I do think that we have to proceed on several tracks at the same time, and one is to continue the arguments, and try to develop a mode of presentation of the discussion on reproductive cloning. Some people think it is a dead question; others are not so sure. How we choose to talk about it is itself, I think, an important issue not yet resolved.

And we want, I think, to consider the legislative alternatives which includes the no-legislation alternative. And loathe though some of you are to be thinking in those terms, I exhort you to try, because it is part of our business to take that up. And we will have a fuller discussion of the issue of cloning that does not lead to reproduction as a central part of this meeting.

Stephen, and then I have one more comment, and then we will break.

PROF. CARTER: Should we then make any assumptions one way or the other about the other proposed spring meeting dates that were circulated?

CHAIRMAN KASS: Oh, yes. Let's think in these terms. I thought we probably-- I mean, it may turn out to be wrong, but I thought before this meeting we might skip February and meet January, March, April and May, hoping to have something reasonably good written toward the end of the spring. But I think maybe we should think in terms of January, February, March, and May, and leave the time between March and May for a fair amount of drafting and writing to be circulated, subject to change. Do not give away those dates, please. But let's make that the working operation.

I know it is a lot to ask of people, and many of you are vastly overextended, and the gift of your time is precious to us, and I do not want to abuse it.
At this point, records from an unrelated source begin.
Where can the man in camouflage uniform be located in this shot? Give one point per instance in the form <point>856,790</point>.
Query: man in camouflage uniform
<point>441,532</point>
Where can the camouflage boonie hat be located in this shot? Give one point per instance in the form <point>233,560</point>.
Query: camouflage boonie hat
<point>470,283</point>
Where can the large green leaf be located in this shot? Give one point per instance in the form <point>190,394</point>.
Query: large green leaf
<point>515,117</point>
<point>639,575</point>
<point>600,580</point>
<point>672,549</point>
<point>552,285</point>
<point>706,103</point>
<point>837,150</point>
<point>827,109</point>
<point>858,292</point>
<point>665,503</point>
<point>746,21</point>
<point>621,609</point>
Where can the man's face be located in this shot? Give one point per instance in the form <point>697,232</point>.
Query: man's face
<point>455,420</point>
I am even loathe to call a meeting sooner than two months, but I think the subject matter, and the group process, demand it. So, with your indulgence, let's do that.

One final word. I think the difficulty here, just to reiterate, we do have very powerful moral goods, and not just interests, that are at stake in this discussion. The progress of science is not a morally neutral good, and certainly, the relief of human suffering and the cure of disease is a moral calling, and a high moral good, and I do not think there is anybody in the room, even if they wanted to ban cloning at the base, would dispute that.
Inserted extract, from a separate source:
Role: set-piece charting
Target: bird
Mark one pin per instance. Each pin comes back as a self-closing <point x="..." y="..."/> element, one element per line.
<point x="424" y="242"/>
There are other powerful moral goods that enter into our deliberations, and the trick is going to be to find both the rich enough language to describe those, so that even if we trample some of them, we are aware of what they are, to describe these things in full. And that was part of the meaning of the point of departure yesterday, philosophical, and somewhat amorphous, and difficult to talk about as it was.

It seems to me that when and if we make recommendations, and perhaps even conflicting recommendations on the policy side, it would be very helpful to the policy makers to understand as fully as we can help them to understand, the full meaning, and the full costs of doing whichever thing that they do. And that is a task for us. Not simply to speak in terms of the names of the goods which we privately defend, whether it be the life of the embryo, or the good of medical research, but to take upon ourselves individually the burden of speaking to the concerns of the others in this room, and to see whether one can somehow acknowledge and accommodate it, and learn how to grapple with it for ourselves so that we finally own all of the positions around the table, including the ones for which we would personally come down.
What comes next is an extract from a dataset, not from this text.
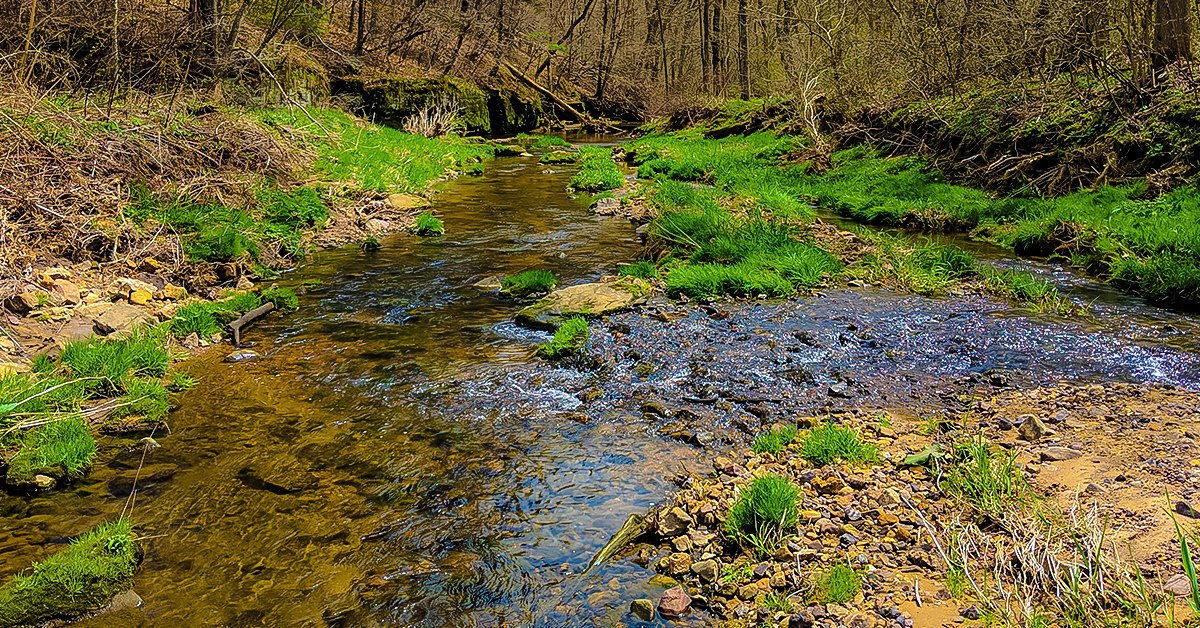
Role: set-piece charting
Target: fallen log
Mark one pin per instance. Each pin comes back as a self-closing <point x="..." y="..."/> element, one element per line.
<point x="235" y="326"/>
I do not think anybody has argued in this room for anything that did not have weight. And that means that however one comes down on this question, it is important for each of us to be able to acknowledge in our own thinking, and in the arguments that we put forth, the weight of the other considerations. I think that is both judicious, and I think a real public service in a climate, and in a town, if I may say so, where it is just winners and losers, and you do not really have to respect the deeply held considerations of the other side.

If we can present a kind of model moral political deliberation that does that, I think we would have made a real contribution, at least to those who would care to pay attention, and I hope there will be quite a number.

Thank you very much for two wonderful days, and bless you for doing it. The meeting is adjourned.